First off, it is safe to assume the two principles of the winner’s curse. This is likely a common value auction. All bidders probably value these boots the same-why else would be watching this specific pair? There is also imperfect information. None of us can know the true market value of the boots because 1) we cannot examine the boots physically, 2) the description cannot be perfectly accurate and 3) the boots are discontinued so there is no way to compare it’s price.  Thus, it is difficult to accurately measure it’s market value. If I assume that the average bid is accurate, meaning half of the bidders underbid and the other half overbid, then the auction winner is very likely to overpay. This is bad news for me. Not only is my budget likely lower than my competitors, I am also no expert when it comes to boots. Combined with my high willingness to pay, I am likely to be an overbidder.

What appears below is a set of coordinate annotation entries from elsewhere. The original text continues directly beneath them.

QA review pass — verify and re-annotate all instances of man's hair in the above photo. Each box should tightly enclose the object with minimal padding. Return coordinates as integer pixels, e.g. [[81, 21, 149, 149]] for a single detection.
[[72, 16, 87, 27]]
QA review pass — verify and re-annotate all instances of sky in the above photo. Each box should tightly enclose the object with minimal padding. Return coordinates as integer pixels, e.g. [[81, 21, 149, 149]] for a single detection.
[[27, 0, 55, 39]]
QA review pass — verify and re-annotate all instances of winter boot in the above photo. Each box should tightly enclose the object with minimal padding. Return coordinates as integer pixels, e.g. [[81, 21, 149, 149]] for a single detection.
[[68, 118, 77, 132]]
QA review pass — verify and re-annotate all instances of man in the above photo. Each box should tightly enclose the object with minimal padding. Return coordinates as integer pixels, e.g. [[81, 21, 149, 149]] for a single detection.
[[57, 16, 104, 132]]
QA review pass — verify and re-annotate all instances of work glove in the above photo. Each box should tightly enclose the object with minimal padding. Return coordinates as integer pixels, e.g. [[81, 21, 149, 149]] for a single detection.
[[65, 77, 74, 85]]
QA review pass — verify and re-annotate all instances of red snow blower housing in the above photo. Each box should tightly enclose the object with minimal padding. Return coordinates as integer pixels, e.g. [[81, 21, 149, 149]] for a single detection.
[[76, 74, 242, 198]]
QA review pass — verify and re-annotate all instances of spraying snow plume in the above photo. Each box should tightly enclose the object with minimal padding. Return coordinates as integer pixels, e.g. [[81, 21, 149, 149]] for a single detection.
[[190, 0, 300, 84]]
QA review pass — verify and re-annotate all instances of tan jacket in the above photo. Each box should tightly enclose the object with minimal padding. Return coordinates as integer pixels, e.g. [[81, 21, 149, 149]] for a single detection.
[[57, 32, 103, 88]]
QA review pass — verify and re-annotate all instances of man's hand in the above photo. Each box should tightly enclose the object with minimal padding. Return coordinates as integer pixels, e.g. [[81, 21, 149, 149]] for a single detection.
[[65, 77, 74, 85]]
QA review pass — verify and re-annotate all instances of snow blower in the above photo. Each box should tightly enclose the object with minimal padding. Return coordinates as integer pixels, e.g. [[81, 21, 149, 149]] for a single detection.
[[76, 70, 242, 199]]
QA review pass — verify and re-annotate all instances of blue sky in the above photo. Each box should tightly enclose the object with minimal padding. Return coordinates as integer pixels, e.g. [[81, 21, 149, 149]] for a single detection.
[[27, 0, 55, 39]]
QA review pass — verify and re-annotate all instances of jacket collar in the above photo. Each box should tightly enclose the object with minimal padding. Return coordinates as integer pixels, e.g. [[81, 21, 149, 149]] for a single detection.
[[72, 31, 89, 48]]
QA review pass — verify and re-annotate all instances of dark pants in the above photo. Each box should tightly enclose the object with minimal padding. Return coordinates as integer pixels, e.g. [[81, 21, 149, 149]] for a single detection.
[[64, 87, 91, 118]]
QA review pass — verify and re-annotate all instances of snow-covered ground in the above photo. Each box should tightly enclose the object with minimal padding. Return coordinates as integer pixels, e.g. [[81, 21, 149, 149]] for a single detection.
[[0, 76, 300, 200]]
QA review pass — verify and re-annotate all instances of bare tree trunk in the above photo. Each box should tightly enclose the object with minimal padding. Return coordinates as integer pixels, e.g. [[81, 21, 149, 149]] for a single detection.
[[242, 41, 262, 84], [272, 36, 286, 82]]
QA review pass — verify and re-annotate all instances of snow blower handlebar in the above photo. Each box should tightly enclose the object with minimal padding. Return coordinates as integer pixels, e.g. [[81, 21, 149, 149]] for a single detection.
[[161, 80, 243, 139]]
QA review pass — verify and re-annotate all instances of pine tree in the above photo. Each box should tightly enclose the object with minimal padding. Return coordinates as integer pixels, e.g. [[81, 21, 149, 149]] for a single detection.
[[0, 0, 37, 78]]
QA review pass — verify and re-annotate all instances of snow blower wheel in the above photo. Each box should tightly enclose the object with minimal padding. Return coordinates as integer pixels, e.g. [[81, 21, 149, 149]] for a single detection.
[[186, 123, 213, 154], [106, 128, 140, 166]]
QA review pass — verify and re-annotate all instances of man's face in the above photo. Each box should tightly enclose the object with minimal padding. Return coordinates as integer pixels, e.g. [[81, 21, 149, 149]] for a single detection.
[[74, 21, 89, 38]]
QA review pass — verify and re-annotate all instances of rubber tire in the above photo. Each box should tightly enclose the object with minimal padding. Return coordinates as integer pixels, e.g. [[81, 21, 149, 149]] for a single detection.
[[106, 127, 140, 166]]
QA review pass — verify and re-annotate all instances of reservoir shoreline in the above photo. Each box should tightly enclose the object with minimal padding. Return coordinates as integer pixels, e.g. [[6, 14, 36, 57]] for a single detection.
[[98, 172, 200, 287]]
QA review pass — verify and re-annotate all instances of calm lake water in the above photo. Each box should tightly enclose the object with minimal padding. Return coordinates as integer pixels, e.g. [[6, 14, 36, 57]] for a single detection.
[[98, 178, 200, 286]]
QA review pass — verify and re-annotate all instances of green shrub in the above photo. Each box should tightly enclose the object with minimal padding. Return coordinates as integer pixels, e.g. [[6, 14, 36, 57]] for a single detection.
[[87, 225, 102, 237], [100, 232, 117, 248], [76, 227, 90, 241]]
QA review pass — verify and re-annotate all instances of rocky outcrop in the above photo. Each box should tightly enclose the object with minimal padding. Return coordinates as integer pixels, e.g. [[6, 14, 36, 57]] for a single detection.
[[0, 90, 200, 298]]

So what’s my best strategy? Ignore estimating the market value and go for the snipe. The boots are discontinued and are not listed anywhere else, meaning the market value is largely irrelevant, especially because I place a high value on them. When the auction is nearing complete, I will stalk the price. If it is below my willingness to pay, I will bid and test the waters. If I am immediately outbid from an automatic bid, I will increase my bid until I know the maximum bid of the leading bidder. If I get this far and I am still willing to pay for these boots, I will try to snipe the boots with a last second bid. If not, which seems likely, I will have to sleep in remorse, but at least I won’t suffer from the winner’s curse.

These are the boots. Pretty fancy huh?

Edit: When I tried to make a bid I realized I was signed out and couldn’t place a bid in time. I didn’t get the boots. Fail.

“Runs In Transit”?

My nickname is Runs. I’ve had it since 9th grade, and although I’m constantly reminded it refers to untimely bowel movements, the name has stuck. And plus, I like the way it sounds.

I’m “in transit” because I feel lost. I don’t know what I want to do with my life and I don’t know if I’ll ever know. Being in transit is a metaphor for my life. I’m on my way somewhere, but I just don’t know where I’m going and when I’ll get there.

Luckily, I enjoy being in transit. Some of the times I’ve felt most at home were during road trips, plane rides, and train trips. The feeling of going somewhere new, having a destination, and watching the scenery change around you is comforting. Traveling is always on my mind, and having a blog called Runs In Transit only serves to remind me to get back in that position ASAP.

Also, I just started working as a delivery driver so I will quite literally be spending a lot of time in transit. This will give me ample time to ruminate and write down my thoughts.